Sadly, art historians tend to be text-oriented as opposed to visually bent. If art history was solely left to them without us**** museum people, it is likely very little art would ever appeal to the public in general. Because you cannot hang art works with ideas and chronology alone: it looks terrible.

Anyway, I’m past 2,500 words and counting, so the result is: academics, you bunch of hypocrites, be more respectful of us or else we’ll boycott your essays in our catalogues. You will have to find something else to pay for your next vacation in Tuscany. And please try to take yourselves less seriously, you're not really fun to hang out with. Maybe that's why you despise us in fact: you are secretly envious of our parties!
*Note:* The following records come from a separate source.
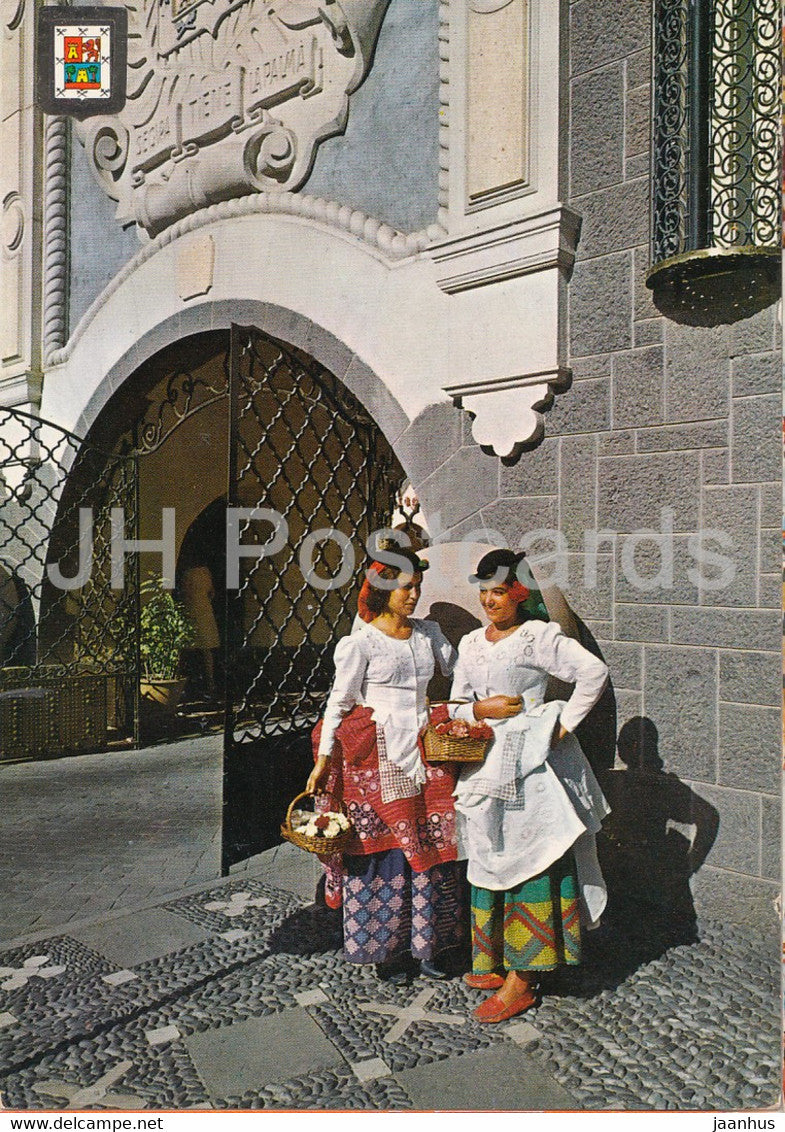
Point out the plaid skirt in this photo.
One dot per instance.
(532, 927)
(389, 909)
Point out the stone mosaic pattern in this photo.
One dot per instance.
(690, 1026)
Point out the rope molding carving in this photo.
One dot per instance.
(56, 236)
(381, 237)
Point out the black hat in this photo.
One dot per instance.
(492, 564)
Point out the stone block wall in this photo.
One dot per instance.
(662, 419)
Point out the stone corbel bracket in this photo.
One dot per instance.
(536, 243)
(527, 264)
(505, 412)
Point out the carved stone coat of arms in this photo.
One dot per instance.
(227, 97)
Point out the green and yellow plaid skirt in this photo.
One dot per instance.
(532, 927)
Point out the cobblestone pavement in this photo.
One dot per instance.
(133, 977)
(238, 997)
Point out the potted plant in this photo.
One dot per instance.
(164, 631)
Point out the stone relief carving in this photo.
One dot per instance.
(227, 97)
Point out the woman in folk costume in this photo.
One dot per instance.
(401, 888)
(528, 815)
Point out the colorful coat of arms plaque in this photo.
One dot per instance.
(82, 60)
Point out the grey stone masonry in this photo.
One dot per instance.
(674, 429)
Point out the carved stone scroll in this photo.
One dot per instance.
(228, 97)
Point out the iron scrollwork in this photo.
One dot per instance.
(715, 142)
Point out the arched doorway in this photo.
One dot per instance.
(245, 418)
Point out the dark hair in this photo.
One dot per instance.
(377, 597)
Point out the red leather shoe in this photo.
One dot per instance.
(495, 1010)
(488, 982)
*In passing, I find it funny how IC was meant as a critique of The Institution, but its name could as well mean the critique has become an institution itself, as in the Mexican PRI or Institutional Revolutionary Party.
** Dear DLC, if I ever have to go back to Boston, please let me know where I can get great espresso. I was miserable the whole time there and I’m sure it’s because I didn’t know where to look. Thanks in advance!
*** a real ambitious scholar should revisit this essay in the light of the 70 years of history that have passed and see how it has stood the test of time. It’s pretty obvious to me that despite some marginal cases of sellout (Magritte, Dali, Impressionists) the iconic quality of the artwork remains.
****I’m including myself even though I’m not working in a museum at present, but I’ll get back home as soon as there’s some room for me.